Beaucoup d’entreprises ont pris des décisions quant au retour qui s’est amorcé et dans bien des cas, c’était à compter du 10 janvier. Il va falloir voir ce que cela implique pour les plans de retour.

Michel Leblanc, président de la Chambre de commerce du Montréal métropolitain, en mêlée de presse, mardi

M. Leblanc demande que les mesures d’aide déployées par le fédéral demeurent en place. Il demande également à Ottawa d’imiter Québec avec une « stratégie centre-ville ». Il s’inquiète surtout pour les commerçants et les restaurateurs de la métropole, puisque leurs revenus dépendent beaucoup de la présence des travailleurs au centre-ville.

« Ce sont les commerces qui sont au bout de leurs liquidités et dans bien de cas, qui se sont dit qu’après la période des Fêtes, ça devrait mieux aller. Si on leur dit que nous ne sommes plus certains, ça va faire en sorte que beaucoup de ces entreprises dans les centres-villes risquent de jeter l’éponge », illustre-t-il.

Des facteurs facilitants

Glenn Castanheira, directeur général de la Société de développement commercial (SDC) Montréal centre-ville, veut toutefois voir le « verre à moitié plein ». « C’est dommage, mais on comprend pourquoi la décision a été prise.

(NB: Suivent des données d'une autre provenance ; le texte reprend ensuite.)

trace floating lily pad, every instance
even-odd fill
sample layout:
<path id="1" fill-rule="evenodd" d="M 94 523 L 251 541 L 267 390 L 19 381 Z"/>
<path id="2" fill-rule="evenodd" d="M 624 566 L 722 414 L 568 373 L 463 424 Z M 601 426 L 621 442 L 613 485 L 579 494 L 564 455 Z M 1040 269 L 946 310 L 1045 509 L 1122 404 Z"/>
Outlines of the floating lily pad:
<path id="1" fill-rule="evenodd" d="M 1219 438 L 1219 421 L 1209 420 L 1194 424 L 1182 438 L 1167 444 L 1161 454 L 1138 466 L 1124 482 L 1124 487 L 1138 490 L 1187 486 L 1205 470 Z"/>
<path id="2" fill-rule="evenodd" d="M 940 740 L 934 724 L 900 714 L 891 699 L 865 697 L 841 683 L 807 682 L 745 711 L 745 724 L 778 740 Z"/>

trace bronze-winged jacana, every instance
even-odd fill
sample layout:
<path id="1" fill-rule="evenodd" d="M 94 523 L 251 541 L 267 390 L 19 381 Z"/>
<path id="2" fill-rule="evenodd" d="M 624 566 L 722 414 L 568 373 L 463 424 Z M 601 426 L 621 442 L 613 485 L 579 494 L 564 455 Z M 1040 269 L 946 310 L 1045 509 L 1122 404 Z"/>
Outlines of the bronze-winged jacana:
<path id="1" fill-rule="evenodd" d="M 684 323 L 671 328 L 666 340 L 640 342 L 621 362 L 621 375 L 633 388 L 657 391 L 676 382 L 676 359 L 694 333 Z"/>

Et comme on est à une semaine de Noël, on s’attendait déjà à une baisse de l’achalandage. La bonne nouvelle pour les commerces, c’est que ça coïncide avec les Fêtes et que les boutiques restent ouvertes », dit-il.

Si toutefois le télétravail se poursuivait après le temps des Fêtes, « ça deviendrait vite inquiétant », prédit M. Castanheira, qui rappelle que Montréal était parvenu à ramener près de 50 % des travailleurs au centre-ville, malgré les mesures en place. « On performait très bien », souligne-t-il.

Le président et chef du Conseil du patronat du Québec, Karl Blackburn, appelle quant à lui les autorités à rendre les tests rapides disponibles dans les entreprises « dès que possible ». « La venue en pharmacie était plus que nécessaire, mais maintenant, si on est capables de les avoir directement dans le milieu des affaires, ce sera souhaité. »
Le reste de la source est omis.